LAZIO FALCIDIATA DAGLI INFORTUNI CEDE A BEN YEDDER

Sicuramente quello tra Lazio e Siviglia era il match clou di questa fascia oraria. La squadra di Inzaghi arriva all’impegno europeo senza due degli uomini chiave, poiché sia Immobile che Milinkovic-Savic sono in infermeria. La partita è molto equilibrata, anche se è il Siviglia che sembra avere il pallino del gioco, con i biancocelesti che faticano a trovare il ritmo partita. Infatti non è un caso che siano gli ospiti ad andare in vantaggio: sul cross di Sarabia sul secondo palo il più lesto di tutti è Ben Yedder, bravo a smarcarsi e a trafiggere Strakosha. i capitolini provano ad imbastire una reazione, ma come se non bastasse entra in gioco la sfortuna: il primo a dare forfait, sul finire del primo tempo, è Luis Alberto, costretto ad uscire per un infortunio alla coscia.

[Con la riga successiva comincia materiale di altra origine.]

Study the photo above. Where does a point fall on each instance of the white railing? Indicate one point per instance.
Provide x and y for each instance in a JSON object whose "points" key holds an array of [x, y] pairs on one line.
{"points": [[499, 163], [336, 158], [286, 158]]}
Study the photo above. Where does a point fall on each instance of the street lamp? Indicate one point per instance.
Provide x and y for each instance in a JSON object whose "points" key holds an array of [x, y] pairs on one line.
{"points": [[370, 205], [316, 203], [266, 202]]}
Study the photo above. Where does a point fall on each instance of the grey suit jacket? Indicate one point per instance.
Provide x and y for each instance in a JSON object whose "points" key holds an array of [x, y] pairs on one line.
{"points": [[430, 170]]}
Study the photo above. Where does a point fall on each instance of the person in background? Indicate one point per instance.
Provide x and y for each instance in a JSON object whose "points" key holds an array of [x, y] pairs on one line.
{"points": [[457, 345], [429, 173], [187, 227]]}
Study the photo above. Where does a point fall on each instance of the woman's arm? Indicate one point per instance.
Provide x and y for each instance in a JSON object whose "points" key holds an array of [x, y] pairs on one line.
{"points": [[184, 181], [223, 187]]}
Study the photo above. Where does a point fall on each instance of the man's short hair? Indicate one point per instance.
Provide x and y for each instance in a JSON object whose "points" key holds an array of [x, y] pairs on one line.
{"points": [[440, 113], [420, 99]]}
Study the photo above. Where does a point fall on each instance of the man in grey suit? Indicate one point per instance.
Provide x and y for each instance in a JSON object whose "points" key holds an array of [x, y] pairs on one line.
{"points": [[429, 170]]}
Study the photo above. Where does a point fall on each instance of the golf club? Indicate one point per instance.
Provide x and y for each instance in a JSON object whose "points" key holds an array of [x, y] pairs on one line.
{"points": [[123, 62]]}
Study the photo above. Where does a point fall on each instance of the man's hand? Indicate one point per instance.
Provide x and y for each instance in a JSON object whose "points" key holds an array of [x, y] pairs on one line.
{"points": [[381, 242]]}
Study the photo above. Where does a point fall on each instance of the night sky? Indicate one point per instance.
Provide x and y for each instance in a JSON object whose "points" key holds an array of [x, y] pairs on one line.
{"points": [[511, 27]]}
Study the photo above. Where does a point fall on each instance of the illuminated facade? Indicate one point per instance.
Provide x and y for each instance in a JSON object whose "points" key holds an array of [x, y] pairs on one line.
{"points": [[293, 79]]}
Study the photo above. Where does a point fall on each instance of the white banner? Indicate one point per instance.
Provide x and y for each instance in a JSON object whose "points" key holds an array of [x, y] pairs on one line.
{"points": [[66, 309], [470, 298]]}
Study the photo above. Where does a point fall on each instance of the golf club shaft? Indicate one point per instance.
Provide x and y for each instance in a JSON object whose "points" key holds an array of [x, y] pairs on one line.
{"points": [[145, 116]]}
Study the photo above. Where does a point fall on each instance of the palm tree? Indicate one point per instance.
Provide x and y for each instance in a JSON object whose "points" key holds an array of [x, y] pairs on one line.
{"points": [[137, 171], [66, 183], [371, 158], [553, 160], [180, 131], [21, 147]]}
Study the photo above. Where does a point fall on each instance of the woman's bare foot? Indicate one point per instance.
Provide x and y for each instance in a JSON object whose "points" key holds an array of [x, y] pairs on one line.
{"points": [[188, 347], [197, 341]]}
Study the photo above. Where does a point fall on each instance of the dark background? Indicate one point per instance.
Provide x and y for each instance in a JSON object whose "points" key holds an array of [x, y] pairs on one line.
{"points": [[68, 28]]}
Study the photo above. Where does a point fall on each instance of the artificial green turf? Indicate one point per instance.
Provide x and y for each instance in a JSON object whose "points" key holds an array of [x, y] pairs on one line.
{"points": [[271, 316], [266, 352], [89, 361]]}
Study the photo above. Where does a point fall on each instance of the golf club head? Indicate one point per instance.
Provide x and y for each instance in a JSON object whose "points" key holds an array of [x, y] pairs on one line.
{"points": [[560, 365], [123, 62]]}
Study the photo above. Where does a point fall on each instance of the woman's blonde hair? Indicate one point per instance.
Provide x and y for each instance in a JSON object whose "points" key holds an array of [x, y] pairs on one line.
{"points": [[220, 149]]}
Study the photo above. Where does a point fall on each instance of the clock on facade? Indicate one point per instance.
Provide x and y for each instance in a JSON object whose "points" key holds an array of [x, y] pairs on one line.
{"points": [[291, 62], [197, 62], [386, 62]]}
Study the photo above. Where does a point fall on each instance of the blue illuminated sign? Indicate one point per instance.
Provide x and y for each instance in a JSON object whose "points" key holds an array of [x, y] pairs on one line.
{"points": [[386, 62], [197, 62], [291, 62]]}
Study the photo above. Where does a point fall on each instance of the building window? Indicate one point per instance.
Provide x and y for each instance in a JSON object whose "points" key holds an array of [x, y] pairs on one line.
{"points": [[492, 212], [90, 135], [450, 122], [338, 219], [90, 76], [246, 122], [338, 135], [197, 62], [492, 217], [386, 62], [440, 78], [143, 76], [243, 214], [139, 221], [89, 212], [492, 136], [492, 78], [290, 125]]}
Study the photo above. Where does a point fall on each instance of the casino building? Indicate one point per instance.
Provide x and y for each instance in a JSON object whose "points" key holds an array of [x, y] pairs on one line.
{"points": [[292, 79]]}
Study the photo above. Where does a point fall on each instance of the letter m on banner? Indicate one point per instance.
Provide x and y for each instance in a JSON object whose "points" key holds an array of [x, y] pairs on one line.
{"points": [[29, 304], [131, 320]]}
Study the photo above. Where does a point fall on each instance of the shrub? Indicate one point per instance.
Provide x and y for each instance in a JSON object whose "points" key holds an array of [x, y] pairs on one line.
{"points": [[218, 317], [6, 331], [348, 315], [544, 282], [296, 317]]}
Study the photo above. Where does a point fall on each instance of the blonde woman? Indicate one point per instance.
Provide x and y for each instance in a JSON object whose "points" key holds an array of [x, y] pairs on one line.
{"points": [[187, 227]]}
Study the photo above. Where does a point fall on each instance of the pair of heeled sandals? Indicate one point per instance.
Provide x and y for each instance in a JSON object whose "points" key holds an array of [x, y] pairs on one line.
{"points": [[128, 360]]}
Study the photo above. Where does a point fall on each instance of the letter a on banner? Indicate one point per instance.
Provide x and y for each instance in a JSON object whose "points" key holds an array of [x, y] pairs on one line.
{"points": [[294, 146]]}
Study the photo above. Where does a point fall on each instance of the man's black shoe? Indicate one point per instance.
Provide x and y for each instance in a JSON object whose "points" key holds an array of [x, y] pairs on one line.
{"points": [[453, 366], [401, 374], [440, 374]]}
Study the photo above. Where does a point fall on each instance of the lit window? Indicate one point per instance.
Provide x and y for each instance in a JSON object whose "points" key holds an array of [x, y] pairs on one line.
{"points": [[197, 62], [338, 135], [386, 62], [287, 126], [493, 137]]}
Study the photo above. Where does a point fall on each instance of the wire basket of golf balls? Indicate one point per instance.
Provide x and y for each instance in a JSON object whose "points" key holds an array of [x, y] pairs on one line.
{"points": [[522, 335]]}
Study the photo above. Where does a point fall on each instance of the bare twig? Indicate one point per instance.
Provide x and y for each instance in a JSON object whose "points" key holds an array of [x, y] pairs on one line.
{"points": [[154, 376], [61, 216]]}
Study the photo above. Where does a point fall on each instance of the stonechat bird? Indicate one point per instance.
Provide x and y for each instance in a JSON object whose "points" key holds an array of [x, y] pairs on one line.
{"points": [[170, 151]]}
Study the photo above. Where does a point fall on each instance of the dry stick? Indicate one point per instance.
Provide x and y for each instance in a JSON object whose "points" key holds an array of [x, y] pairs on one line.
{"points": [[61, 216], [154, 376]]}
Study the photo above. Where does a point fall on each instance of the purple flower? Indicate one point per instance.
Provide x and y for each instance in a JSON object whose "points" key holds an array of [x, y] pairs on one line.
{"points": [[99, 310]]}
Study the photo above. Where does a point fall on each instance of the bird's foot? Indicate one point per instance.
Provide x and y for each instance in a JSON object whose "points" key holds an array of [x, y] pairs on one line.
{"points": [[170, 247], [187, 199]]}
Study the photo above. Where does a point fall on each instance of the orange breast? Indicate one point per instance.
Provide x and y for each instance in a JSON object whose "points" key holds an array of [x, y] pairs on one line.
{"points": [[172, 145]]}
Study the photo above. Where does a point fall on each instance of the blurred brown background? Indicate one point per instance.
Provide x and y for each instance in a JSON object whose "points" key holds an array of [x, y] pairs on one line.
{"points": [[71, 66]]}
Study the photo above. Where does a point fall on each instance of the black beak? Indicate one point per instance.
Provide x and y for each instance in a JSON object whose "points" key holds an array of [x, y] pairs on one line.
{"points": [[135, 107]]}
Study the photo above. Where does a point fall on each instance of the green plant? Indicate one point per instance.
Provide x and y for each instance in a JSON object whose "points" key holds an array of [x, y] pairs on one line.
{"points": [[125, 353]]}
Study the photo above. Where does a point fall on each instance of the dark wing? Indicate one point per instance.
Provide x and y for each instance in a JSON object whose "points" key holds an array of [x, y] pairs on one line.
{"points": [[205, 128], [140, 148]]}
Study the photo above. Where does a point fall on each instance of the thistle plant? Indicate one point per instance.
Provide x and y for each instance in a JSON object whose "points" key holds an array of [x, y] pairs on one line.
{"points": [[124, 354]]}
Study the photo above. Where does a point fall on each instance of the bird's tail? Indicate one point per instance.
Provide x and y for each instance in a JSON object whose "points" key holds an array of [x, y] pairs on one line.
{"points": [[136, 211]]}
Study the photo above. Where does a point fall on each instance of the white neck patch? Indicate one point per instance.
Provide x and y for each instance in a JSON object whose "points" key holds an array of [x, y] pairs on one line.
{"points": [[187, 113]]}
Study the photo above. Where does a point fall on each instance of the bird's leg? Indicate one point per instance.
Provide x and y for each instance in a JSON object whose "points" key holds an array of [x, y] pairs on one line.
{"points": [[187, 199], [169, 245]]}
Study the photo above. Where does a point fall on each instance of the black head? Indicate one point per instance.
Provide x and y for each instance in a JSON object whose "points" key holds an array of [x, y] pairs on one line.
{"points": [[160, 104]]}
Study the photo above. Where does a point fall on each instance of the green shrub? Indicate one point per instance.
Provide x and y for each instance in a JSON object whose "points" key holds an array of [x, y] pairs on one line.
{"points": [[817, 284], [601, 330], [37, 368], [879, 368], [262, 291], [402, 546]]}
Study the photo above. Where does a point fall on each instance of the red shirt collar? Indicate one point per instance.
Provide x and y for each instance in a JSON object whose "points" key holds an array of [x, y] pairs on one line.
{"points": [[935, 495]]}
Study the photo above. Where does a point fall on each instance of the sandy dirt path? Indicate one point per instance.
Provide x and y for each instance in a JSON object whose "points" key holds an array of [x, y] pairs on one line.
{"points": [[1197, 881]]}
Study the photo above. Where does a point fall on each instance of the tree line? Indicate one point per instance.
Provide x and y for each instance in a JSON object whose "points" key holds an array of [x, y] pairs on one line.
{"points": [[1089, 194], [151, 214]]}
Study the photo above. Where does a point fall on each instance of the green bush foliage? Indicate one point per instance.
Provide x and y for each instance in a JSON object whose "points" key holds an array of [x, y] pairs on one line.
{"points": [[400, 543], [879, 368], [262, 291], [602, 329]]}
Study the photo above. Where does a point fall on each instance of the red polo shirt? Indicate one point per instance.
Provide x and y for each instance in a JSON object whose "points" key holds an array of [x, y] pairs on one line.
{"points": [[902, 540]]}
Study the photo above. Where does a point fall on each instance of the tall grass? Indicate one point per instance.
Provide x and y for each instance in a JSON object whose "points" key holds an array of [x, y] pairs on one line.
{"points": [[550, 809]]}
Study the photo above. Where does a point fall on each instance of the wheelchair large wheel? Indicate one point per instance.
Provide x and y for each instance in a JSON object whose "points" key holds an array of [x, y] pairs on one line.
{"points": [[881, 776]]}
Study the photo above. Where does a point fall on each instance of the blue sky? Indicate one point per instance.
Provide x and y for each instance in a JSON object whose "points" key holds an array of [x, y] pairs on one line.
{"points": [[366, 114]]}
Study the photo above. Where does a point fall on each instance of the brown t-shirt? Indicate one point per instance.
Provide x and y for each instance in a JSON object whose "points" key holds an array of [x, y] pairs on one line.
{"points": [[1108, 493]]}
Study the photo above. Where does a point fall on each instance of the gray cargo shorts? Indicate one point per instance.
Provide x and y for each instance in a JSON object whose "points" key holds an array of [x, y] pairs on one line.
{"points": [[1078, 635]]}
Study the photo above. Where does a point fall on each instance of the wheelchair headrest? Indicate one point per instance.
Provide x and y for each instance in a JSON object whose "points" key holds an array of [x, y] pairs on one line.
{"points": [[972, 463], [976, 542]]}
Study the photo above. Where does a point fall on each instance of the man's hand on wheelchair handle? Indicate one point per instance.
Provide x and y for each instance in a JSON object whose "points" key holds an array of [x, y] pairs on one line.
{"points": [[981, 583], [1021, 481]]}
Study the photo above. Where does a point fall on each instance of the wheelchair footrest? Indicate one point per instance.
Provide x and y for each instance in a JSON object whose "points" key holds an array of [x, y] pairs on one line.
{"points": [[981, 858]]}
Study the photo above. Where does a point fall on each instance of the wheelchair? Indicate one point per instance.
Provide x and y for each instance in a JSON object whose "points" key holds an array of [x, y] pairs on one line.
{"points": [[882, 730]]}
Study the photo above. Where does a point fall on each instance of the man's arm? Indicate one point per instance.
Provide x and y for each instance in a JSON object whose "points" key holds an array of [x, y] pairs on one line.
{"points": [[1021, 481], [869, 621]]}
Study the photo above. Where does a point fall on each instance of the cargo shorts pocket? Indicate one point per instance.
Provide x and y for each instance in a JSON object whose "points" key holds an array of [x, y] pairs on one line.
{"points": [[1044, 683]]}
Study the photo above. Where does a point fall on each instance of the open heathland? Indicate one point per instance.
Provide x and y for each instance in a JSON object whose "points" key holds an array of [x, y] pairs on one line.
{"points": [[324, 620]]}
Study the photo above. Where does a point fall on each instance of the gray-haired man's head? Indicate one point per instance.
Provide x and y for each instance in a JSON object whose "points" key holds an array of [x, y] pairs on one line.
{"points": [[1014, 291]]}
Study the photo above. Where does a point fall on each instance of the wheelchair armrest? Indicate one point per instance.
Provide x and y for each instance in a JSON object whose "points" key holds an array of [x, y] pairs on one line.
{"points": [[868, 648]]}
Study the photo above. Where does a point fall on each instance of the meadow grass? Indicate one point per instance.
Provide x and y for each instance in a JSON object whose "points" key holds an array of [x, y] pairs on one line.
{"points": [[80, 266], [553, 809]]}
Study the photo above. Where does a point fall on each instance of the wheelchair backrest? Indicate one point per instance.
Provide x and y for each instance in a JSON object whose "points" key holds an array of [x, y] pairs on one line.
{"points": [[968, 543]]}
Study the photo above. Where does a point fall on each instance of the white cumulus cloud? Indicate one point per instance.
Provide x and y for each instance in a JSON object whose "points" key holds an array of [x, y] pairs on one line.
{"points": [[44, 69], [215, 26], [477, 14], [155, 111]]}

L’intervallo non porta benefici, in quanto anche Parolo è costretto a restare negli spogliatoi per guai fisici. L’ultimo cambio Inzaghi lo deve utilizzare dopo dieci minuti nella ripresa, in quanto Bastos, dopo un contrasto di gioco, alza bandiera bianca. A questo punto la Lazio prova a riaccendere la partita con le fiammate di Correa e le punizioni del subentrato Cataldi, non riuscendo però a rendersi pericolosa ma allo stesso tempo sapendo soffrire e portato a casa un risultato recuperabile al ritorno a Siviglia.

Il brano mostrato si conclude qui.